Why is a leadership identity so hard to accept? There are four common reasons young leaders struggle to accept their new identity.

First, some struggle to accept their identity as leaders because of false humility. They believe that "I am a leader" is a prideful statement. It isn't. Agreeing with God that you are a leader is simply accepting and affirming his assignment for you. In a sense, denying your role as a leader is prideful, since you make yourself the final authority and reject God's plan for you. Accepting your assignment demonstrates humility, not pride.

Related to this are the struggles that some younger believers have with formal expressions of authority or organizational structure. Both are sometimes (wrongly) considered impediments to true spiritual community. I have noticed recently that some younger ministry leaders seem determined to do everything by collaboration, conversation, and coffee. That's an overreaction—a leadership cop-out—that limits kingdom growth. Have you noticed leading technology companies, who employ so many post-moderns, have no trouble creating structure and expressing authority through making decisions that result in worldwide impact? So why do we? Why is this postmodern aversion to leading through structure mostly evident among younger ministry leaders?
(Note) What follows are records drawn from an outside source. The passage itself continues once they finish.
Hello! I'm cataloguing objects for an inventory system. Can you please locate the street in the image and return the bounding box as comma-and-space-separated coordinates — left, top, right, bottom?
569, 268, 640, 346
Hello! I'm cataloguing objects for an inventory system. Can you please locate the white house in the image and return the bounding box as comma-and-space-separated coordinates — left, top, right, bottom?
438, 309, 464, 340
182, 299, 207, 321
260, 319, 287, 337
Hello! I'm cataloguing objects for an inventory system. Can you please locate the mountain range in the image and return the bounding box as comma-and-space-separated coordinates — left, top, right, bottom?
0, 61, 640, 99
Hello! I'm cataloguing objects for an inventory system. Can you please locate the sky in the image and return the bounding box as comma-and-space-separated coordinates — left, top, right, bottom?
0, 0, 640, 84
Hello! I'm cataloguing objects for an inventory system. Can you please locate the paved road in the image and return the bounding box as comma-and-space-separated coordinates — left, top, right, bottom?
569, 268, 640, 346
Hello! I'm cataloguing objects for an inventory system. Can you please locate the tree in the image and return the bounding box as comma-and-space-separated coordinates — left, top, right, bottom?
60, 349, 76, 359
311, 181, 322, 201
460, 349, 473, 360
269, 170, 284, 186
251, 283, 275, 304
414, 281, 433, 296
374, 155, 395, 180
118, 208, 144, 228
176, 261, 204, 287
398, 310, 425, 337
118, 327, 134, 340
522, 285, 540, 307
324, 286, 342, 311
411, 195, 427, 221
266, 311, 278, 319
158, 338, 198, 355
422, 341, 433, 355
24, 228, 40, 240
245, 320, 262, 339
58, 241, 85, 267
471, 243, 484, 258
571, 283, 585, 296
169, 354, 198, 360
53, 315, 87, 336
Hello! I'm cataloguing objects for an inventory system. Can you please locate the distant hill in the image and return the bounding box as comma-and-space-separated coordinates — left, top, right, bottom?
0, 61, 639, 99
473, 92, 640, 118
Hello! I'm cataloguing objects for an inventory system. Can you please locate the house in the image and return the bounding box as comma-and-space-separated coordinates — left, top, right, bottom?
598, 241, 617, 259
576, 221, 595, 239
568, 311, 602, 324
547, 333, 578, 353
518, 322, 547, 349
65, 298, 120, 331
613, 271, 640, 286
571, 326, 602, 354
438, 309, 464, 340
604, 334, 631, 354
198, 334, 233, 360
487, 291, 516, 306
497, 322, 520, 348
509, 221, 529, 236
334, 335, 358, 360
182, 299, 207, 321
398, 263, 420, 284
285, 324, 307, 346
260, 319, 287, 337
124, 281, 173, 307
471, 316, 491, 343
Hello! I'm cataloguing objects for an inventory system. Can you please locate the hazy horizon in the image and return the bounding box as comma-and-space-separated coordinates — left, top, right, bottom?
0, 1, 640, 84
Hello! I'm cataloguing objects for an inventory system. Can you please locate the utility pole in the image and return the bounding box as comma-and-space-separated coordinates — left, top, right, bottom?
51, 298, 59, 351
Don't buy into the myth that true community lacks structure or is inhibited by formally recognizing some people as the leaders.

Younger leaders may also struggle to accept their new identity because they feel inadequate to lead. Inadequacy isn't a disqualifying characteristic. If it were, God wouldn't have any leaders. Younger leaders often idealize the character and skills required to lead. They measure themselves by the more mature leadership qualities of their mentors. What younger leaders fail to realize is that their mentors were much like them when they were the same age. They had limited skills and were still working through character formation issues. God calls and uses imperfect people in leadership. Don't be intimidated by comparing yourself to those far more experienced than you are.

Lastly, younger leaders may resist accepting their new identity because they fear the responsibility it brings. While learning to lead, new leaders observe their mentors and the responsibility they bear. The load can seem overwhelming. God is gracious, however, in doling out leadership responsibility. He has a wonderful way of matching leadership responsibility with leadership development. As you grow in your capacity to lead, God will increase your leadership responsibility proportionately. Don't fear the burden of leadership. God will give you responsibility in proportion to your readiness to shoulder the burden of leadership.

God also works through the burden of leading to increase your capacity for leadership. For example, as a young pastor, I had to pray and trust God for several hundred thousand dollars for a church building program. Later, in another ministry, I grew to trust God for a few million dollars. Now I am responsible for a multimillion-dollar budget and am attempting to develop new projects that require millions more. God equipped me for this present challenge by growing me through those earlier leadership experiences.

Simon became Peter, the kingdom leader. The fisherman became the rock. Meeting Jesus and accepting his new identity changed everything for Peter. It's the same for you. You have sensed Jesus directing you to lead his people, to take new responsibility. Accept your new identity. Get comfortable wearing the leadership mantle. Commit to the journey of discovering the full meaning of your new identity.

Questions for Reflection

  1. Have you fully accepted your identity as a leader, or are you still in the process of doing so?
  2. What barriers do you need to overcome to accept your identity as a leader?
  3. How is your leadership identity developing or changing at this point in your life?